D1.25.4 For Items 12306 and 12309 the referral should specify the indication for the test, namely:
(a) 1 or more fractures occurring after minimal trauma; or
(b) monitoring of low bone mineral density proven by previous bone densitometry.
D1.25.5 For Item 12312 the referral should specify the indication for the test, namely:
(a) prolonged glucocorticoid therapy;
(b) conditions associated with excess glucocorticoid secretion;
(c) male hypogonadism; or
(d) female hypogonadism lasting more than 6 months before the age of 45.
D1.25.6 For Item 12315 the referral should specify the indication for the test, namely:
(a) primary hyperparathyroidism;
(b) chronic liver disease;
(c) chronic renal disease;
(d) proven malabsorptive disorders;
(e) rheumatoid arthritis; or
(f) conditions associated with thyroxine excess.
D1.25.7 For Item 12318 the referral should specify the indication for the test, namely:
(a) prolonged glucocorticoid therapy;
(b) conditions associated with excess glucocorticoid secretion;
(c) male hypogonadism;
(d) female hypogonadism lasting more than 6 months before the age of 45;
(e) primary hyperparathyroidism
(f) chronic liver disease;
(g) chronic renal disease;
(h) proven malabsorptive disorders;
(i) rheumatoid arthritis; or
(j) conditions associated with thyroxine excess.
Definitions
D1.25.8 Low bone mineral density is present when the bone (organ) mineral density falls more than 1.5 standard deviations below the age matched mean or more than 2.5 standard deviations below the young normal mean at the same site and in the same gender.
D1.25.9 For Items 12312 and 12318
(a) 'Prolonged glucocorticoid therapy' is defined as the commencement of a dosage of inhaled glucocorticoid equivalent to or greater than 800 micrograms beclomethasone dipropionate or budesonide per day; or
(b) a supraphysiological glucocorticoid dosage equivalent to or greater than 7.5 mg prednisolone in an adult taken orally per day for a period anticipated to last for at least 4 months.

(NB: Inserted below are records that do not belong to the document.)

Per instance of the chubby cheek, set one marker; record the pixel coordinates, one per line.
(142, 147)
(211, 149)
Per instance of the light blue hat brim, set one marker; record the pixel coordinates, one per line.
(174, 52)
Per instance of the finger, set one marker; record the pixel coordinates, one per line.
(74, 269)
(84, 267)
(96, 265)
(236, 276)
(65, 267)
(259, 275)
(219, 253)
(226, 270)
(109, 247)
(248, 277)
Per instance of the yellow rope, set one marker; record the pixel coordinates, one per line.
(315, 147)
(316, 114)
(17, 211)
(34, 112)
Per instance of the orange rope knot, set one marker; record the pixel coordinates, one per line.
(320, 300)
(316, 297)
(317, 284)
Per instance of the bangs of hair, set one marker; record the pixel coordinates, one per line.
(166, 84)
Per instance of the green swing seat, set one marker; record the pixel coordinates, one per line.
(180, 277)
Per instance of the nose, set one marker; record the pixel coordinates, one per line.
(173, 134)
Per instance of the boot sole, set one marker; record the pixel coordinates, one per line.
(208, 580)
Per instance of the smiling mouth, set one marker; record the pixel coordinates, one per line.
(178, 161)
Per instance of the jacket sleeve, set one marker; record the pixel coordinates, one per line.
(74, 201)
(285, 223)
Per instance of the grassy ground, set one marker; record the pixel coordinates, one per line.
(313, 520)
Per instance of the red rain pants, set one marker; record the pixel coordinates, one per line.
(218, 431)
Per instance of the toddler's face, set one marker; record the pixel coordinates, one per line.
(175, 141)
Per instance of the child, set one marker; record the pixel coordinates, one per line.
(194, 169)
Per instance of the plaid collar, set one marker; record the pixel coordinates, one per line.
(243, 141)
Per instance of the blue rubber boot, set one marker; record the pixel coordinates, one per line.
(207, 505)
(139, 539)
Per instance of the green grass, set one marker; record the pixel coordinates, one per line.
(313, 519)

D1.25.10 For Items 12312 and 12318
(a) Male hypogonadism is defined as serum testosterone levels below the age matched normal range.
(b) Female hypogonadism is defined as serum oestrogen levels below the age matched normal range.
D1.25.11 For Items 12315 and 12318
A malabsorptive disorder is defined as one or more of the following:
(a) malabsorption of fat, defined as faecal fat estimated at greater than 18 gm per 72 hours on a normal fat diet; or
(b) bowel disease with presumptive vitamin D malabsorption as indicated by a sub-normal circulating 25- hydroxyvitamin D level; or
(c) histologically proven Coeliac disease.